Small consumer loans are almost always unsecured, meaning that the lender will not demand collateral to accept and approve a loan. There are, however, some minimum requirements that the borrower should be able to meet. The main challenge for the financial services company is therefore to ensure that they can quickly and correctly assess and rate potential borrowers’ creditworthiness.

As part of this effort, they wanted to improve their existing metrics for evaluating loan applicants. The historical metrics for assessing and rating potential borrowers, such as age, gender, and geography, were static. They did not consider borrowers’ changing behavior, which created a degree of uncertainty every time they lent money.

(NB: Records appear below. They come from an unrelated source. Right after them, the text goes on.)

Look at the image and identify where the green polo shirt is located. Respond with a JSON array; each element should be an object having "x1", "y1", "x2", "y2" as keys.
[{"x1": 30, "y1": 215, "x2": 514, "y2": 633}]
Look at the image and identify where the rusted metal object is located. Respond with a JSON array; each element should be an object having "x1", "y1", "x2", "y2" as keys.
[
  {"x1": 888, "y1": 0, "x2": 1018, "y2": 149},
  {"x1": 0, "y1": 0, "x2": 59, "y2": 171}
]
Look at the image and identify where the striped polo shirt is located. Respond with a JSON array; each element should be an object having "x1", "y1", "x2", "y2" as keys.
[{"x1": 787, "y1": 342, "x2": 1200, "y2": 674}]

Since their loan services are available online and most of the small loans can be applied for and accepted in a matter of minutes, the company needed an automated solution to provide real-time creditworthiness assessments.

The solution

The financial services company engaged 2021.AI to leverage AI and machine learning technology to give a more precise prediction of loan repayments by a potential borrower. They shared customer data points, including age, income, taxes, operating systems, location, browser, and more. Based on this data storage, 2021.AI set out to improve the classification accuracy using an ensemble classifier.

Typically, the classification performance of an ensemble classifier provides better accuracy than a single classifier. Therefore, to achieve better classification accuracy, three algorithms were deployed: Random Forest, Support Vector Machines (SVM), and Logistic Regression. A majority voting method was applied to combine the predictions. The algorithms were developed, deployed, and continuously monitored by leveraging 2021.AI’s platform, Grace.

The results

The AI algorithms deployed use more than thirty variables and over one million data points to assess potential borrowers. The algorithm provides complete transparency, enabling the company to determine why the algorithm either provides someone with a loan or refuses them. This transparency also ensures the algorithm complies with legislation that says customers have a right to information regarding the assessment of their creditworthiness. 2021.AI delivered the use case, the coding of algorithms, and the implementation of AI algorithms. The financial services company now use the algorithm to evaluate and rate all new loan applicants.

Project highlights

  • Building an AI solution to enable real-time predictions of potential borrowers’ payback behavior.
  • The deployed algorithms achieved 80% classification accuracy.
  • Significantly helped lower the risk of accepting new loans
  • Saved 1m-2m DKK per year

About the project

The project set the foundation for other models in the company including lead generation model and a fraud model.